Lima, 1 de Febrero (EFE).- El pisco peruano, aquel producto que en su día estuvo prohibido debido a las peleas que ocasionaba, ha pasado a ser un símbolo de integración en el país, que esta semana le rinde culto con múltiples ferias y actividades previas al día nacional que se celebrará el próximo sábado.

Para promover aún más la degustación de esta bebida “emblemática" e impulsar la industria del pisco y la generación de empleo en este sector, el viceministerio de Industria de Perú, José Luis Chicoma, inauguró hoy la campaña “Celebra Pisco Sour” y protagonizó el posterior brindis en un hotel de Lima.

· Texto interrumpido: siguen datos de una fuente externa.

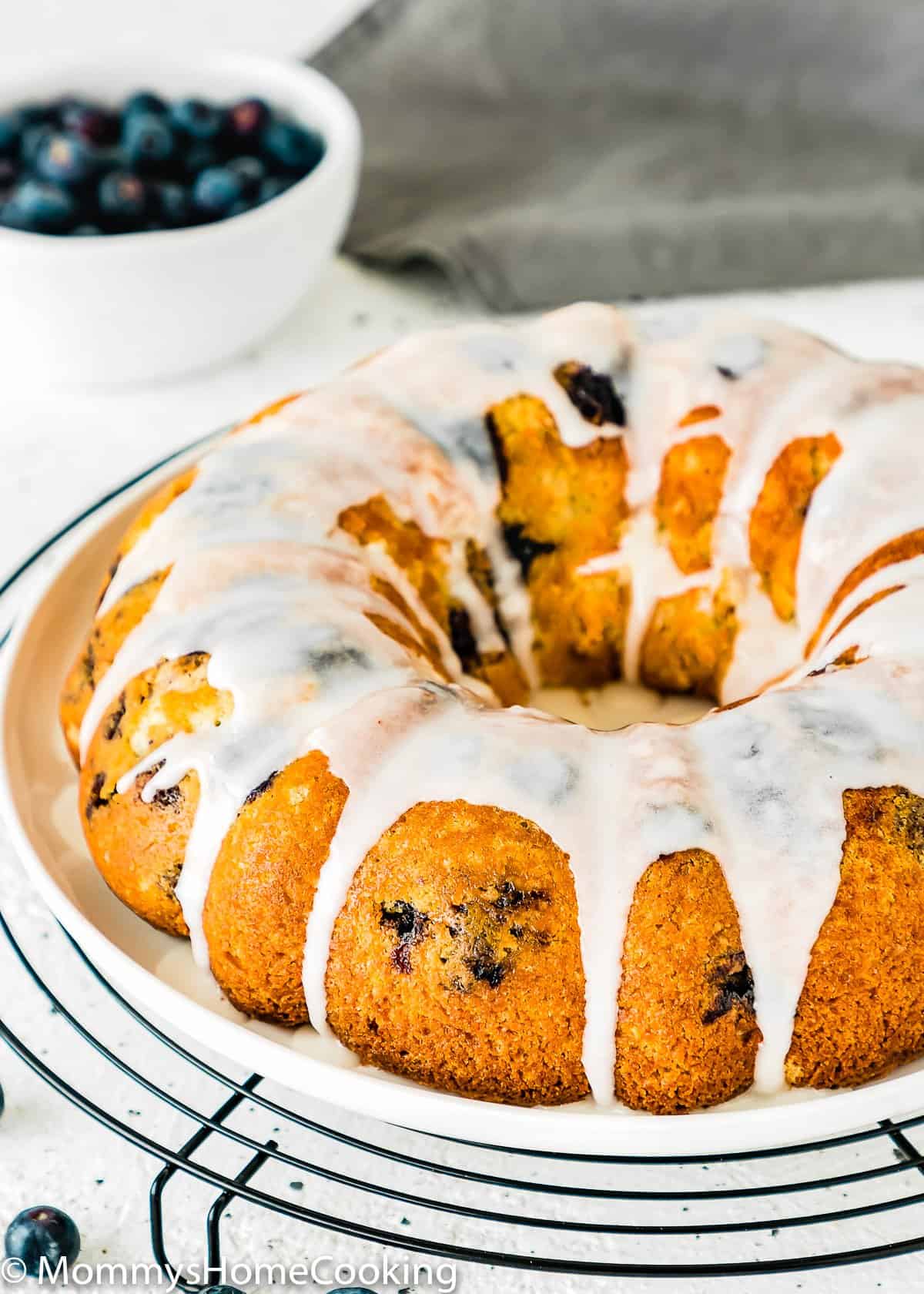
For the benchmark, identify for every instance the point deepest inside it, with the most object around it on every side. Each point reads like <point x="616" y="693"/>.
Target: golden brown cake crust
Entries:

Durante el acto, Chicoma abrió una de las varias botellas de pisco que, unidas al resto de ingredientes, llenó una batidora de un metro de altura del que salió el famoso cóctel espumoso.

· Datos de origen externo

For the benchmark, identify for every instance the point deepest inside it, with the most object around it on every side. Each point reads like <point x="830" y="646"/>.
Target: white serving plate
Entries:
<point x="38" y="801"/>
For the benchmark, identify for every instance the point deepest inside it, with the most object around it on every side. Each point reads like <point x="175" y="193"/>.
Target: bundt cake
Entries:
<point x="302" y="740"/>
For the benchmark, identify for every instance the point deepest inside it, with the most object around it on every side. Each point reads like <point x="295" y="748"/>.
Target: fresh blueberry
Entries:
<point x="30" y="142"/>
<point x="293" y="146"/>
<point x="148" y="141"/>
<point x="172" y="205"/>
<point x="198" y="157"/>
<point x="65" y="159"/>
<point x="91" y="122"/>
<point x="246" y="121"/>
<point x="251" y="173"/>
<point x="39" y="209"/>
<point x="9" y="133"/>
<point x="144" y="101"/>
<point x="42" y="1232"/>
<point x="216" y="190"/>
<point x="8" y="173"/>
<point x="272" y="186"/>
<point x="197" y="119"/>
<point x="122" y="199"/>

Además del licor, el pisco sour se elabora con hielo picado, zumo de limón, clara de huevo, jarabe de goma y unas gotas de amargo de angostura.

Una campaña lanzada a nivel nacional y diversas actividades se encargarán de recordar que el pisco sour puede ser clásico, pero también divertido o exótico, y así “hasta el Champagne querrá ser un pisco sour”, agregó Chicoma.

Durante la presentación del día nacional, el historiador Luciano Revoredo señaló que ya a finales del siglo XVIII en la plaza de toros de Lima se preparaba aguardiente de uva con limón, y dadas las trifulcas que se originaban se prohibió su venta hasta que volvió a comercializarse, esta vez bajo el nombre de “aguanieves".

El pisco es una “bebida integradora” y símbolo de “toda la peruanidad”, dijo Revoredo, autor del libro “Pisco- espíritu de plata, esencia del Perú".